Май прижалась щекой к его плечу. Она признавала правоту этих слов.
— Тогда пусть сегодняшняя ночь будет последней ночью, когда ты не будешь вспоминать.
Пномпень, Камбоджа
— Я буддист, Лок Кру.
— Чем ты руководствуешься?
— Я следую за Буддой, наставником моим, я следую Учению, указующему мне путь, я следую порядку, как моей путеводной звезде.
Над левым плечом Преа Моа Пандитто, на подоконнике, стояла старинная деревянная шкатулка, и Киеу Сока пытался на нее не смотреть.

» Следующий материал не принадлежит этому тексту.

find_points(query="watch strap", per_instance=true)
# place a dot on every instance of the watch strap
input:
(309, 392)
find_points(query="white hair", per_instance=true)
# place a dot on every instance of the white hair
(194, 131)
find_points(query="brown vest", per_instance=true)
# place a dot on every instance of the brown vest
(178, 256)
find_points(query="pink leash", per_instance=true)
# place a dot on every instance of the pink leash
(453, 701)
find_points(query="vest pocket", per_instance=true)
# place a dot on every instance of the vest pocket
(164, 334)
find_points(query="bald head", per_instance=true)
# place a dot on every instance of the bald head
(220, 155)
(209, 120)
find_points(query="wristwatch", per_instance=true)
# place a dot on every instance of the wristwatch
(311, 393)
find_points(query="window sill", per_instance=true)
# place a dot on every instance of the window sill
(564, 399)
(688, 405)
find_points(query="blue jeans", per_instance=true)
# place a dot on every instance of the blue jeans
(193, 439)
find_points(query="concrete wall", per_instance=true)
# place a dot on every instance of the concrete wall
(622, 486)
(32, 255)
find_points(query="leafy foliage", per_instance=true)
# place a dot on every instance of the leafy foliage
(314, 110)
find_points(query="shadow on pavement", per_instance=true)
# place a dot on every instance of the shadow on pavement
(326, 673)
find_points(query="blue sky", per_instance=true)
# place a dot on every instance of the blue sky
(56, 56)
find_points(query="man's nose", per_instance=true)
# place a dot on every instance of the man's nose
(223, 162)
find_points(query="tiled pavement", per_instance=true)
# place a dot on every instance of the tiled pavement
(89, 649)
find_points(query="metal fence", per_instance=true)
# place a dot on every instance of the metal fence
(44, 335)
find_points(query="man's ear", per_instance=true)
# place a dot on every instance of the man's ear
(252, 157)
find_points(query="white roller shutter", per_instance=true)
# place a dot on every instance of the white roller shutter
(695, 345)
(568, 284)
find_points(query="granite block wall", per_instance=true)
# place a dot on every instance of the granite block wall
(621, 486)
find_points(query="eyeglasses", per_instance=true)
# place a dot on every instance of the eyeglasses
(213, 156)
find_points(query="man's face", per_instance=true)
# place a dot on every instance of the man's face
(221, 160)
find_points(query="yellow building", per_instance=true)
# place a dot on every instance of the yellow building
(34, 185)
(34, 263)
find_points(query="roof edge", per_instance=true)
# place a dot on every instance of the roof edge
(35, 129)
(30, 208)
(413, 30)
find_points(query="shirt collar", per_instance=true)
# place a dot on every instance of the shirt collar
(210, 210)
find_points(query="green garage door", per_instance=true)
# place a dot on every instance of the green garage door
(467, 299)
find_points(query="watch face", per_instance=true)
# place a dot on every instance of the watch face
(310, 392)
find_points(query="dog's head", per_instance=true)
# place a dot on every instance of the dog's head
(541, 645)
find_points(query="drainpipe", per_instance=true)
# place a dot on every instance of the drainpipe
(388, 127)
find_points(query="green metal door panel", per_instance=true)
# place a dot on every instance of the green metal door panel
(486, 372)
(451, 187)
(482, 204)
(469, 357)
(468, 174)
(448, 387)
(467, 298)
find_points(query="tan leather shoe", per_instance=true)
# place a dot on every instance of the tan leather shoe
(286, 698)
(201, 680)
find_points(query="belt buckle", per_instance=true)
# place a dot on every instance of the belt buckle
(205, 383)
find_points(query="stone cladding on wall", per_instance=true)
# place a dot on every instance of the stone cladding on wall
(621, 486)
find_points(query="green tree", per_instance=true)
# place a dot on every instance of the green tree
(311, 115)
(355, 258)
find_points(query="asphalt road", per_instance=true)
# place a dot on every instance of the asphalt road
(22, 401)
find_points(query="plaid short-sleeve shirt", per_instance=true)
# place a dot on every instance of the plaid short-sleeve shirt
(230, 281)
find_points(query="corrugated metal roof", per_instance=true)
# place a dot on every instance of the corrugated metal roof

Во-первых, она была необычайно красива. Она была покрыта темно-бордовым лаком и изящно расписана желтой и изумрудно-зеленой красками.
— Кто есть Будда?
Во-вторых, на шкатулку падали лучи утреннего солнца, и она сверкала и переливалась.
— Он тот, кто волею своею достиг совершенства, просветления и спасения. Святой и мудрый гласитель Истины, — Киеу так отчаянно старался не отвлекаться, что даже голова закружилась.
— Есть ли Будда Бог, который предстал перед человечеством?
— Нет.
На шкатулку и на камень подоконника упала тень.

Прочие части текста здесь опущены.